Typically, high-performance charging in the kilowatt range relies on copper coils. In this device, high-temperature superconducting coil windings are separated from one another by spacers. “This trick significantly reduces alternating current loss in the coil,” said Christoph Utschick of TUM. “As a result, power transmission as high as the kilowatt range is possible.”
The team chose a coil diameter for their prototype that resulted in a higher power density than is possible in commercially available systems. “The basic idea with superconducting coils is to achieve the lowest possible alternating current resistance within the smallest possible winding space and thus to compensate for the reduced geometric coupling,” said Utschick.
An important tradeoff was the distance between coil windings. Too large, and the power density is lowered. Too small, and superconduction would collapse. “We optimized the distance between the individual windings using analytical and numerical simulations,” said Utschick. “The separation is approximately equal to half the width of the tape conductor.”

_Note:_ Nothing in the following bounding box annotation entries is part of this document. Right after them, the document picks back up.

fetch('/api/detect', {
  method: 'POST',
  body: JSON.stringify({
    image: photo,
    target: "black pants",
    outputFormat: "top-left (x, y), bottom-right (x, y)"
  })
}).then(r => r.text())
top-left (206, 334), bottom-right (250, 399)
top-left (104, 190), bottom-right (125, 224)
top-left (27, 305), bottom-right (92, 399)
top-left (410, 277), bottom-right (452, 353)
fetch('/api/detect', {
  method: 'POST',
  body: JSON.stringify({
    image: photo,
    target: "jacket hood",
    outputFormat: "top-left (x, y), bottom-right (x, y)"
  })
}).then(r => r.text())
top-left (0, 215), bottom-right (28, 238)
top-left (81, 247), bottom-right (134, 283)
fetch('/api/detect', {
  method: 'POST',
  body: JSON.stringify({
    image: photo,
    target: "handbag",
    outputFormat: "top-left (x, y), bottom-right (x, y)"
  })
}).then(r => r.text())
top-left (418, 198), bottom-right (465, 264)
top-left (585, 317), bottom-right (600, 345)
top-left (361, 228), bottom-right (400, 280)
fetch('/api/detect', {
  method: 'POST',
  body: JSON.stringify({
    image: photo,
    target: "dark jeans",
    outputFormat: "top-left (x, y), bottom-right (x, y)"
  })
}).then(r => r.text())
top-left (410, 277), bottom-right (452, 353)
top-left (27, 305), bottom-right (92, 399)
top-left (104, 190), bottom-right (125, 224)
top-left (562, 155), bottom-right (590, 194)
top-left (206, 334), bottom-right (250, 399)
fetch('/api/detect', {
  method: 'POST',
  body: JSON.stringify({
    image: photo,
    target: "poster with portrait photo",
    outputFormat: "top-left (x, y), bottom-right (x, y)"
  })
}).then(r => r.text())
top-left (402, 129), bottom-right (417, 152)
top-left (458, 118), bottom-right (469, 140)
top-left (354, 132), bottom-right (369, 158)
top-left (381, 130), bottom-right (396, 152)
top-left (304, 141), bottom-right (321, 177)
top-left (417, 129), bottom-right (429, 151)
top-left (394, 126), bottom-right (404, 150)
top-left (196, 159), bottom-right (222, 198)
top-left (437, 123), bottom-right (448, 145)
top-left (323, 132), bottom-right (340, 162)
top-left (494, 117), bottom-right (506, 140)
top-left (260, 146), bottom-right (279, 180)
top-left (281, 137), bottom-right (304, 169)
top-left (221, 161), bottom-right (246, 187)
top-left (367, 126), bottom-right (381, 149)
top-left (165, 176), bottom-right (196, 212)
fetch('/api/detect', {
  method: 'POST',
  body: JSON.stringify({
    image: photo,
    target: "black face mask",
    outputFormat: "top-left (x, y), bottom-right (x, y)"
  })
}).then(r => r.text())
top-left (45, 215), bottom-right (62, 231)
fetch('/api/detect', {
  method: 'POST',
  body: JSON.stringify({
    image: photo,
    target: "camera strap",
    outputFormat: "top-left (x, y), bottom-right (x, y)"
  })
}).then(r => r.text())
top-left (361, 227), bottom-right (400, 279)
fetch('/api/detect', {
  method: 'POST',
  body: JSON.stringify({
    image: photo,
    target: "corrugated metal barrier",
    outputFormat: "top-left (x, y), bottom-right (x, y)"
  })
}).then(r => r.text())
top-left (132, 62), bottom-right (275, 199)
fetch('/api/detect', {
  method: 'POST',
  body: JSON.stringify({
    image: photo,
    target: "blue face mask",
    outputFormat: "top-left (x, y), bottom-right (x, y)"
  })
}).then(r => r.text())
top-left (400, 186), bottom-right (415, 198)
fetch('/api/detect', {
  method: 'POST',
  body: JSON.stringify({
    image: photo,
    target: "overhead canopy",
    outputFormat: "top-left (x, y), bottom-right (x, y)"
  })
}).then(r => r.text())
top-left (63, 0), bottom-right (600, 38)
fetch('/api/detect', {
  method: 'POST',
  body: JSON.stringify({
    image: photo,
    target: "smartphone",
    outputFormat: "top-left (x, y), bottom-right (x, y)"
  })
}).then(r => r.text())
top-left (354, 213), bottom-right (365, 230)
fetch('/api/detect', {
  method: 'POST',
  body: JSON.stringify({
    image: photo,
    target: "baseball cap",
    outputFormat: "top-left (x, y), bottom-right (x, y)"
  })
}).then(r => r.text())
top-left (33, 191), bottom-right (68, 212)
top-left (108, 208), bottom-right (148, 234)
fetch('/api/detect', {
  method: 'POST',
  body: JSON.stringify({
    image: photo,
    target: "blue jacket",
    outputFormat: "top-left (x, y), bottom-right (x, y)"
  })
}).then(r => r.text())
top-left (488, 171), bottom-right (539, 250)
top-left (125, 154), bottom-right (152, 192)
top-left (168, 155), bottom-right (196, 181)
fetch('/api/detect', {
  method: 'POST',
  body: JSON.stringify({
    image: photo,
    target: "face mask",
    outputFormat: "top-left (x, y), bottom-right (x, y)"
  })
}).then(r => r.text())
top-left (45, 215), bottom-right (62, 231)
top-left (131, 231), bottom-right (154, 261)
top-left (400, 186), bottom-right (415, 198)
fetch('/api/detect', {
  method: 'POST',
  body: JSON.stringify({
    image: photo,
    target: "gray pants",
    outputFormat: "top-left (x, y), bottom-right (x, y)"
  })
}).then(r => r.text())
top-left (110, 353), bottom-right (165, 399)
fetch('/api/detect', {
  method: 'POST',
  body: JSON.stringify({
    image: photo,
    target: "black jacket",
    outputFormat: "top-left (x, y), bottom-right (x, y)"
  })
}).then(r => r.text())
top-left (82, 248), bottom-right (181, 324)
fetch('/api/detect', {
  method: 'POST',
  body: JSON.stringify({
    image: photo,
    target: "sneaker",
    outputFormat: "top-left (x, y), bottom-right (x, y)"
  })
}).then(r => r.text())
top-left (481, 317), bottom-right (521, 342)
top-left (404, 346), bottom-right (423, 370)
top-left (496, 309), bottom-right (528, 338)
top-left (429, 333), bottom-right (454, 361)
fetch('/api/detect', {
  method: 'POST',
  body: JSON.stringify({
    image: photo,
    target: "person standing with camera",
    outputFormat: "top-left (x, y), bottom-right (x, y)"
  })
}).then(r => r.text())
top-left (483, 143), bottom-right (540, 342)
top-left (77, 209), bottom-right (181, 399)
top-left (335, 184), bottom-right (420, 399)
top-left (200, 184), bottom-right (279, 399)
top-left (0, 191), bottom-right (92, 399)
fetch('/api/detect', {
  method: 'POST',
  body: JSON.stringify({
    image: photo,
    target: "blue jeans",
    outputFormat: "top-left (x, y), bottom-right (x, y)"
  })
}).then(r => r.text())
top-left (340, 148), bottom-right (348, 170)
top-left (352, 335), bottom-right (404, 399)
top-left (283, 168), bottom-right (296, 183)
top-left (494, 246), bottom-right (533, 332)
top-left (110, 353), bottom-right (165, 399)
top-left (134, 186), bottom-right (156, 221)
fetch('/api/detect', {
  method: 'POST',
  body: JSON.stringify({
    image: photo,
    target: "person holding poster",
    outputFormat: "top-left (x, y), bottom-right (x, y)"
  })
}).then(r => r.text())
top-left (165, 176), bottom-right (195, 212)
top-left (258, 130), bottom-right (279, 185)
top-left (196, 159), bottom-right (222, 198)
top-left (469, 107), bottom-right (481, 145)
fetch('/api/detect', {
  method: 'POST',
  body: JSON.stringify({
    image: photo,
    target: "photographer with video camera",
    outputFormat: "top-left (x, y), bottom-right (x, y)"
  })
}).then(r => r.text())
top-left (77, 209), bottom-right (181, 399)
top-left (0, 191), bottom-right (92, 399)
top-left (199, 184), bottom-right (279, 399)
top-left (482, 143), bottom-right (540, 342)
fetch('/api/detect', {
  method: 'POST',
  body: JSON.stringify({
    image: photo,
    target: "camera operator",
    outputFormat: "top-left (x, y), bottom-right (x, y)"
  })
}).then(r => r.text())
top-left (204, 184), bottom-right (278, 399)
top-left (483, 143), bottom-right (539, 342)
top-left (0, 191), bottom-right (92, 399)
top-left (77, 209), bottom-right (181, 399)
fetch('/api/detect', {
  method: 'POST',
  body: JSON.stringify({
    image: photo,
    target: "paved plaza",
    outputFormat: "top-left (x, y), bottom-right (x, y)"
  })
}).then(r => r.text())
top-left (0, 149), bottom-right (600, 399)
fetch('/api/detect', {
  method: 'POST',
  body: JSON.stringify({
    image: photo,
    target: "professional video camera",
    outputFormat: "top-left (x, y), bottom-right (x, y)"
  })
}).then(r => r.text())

The researchers plan to work on further increasing the amount of transmittable power. There is an issue with wide-scale applicability, however: the coils need constant cooling from liquid nitrogen, and the cooling vessels can’t be metal. “There is as yet no cryostat like this which is commercially available. This will mean an extensive amount of further development effort,” says Rudolf Gross, Professor for Technical Physics at the Technical University of Munich and Director of the Walther-Meissner-Institute of the Bavarian Academy of Sciences and Humanities. “But the achievements up to now represent major progress for contactless power transmission at high power levels.”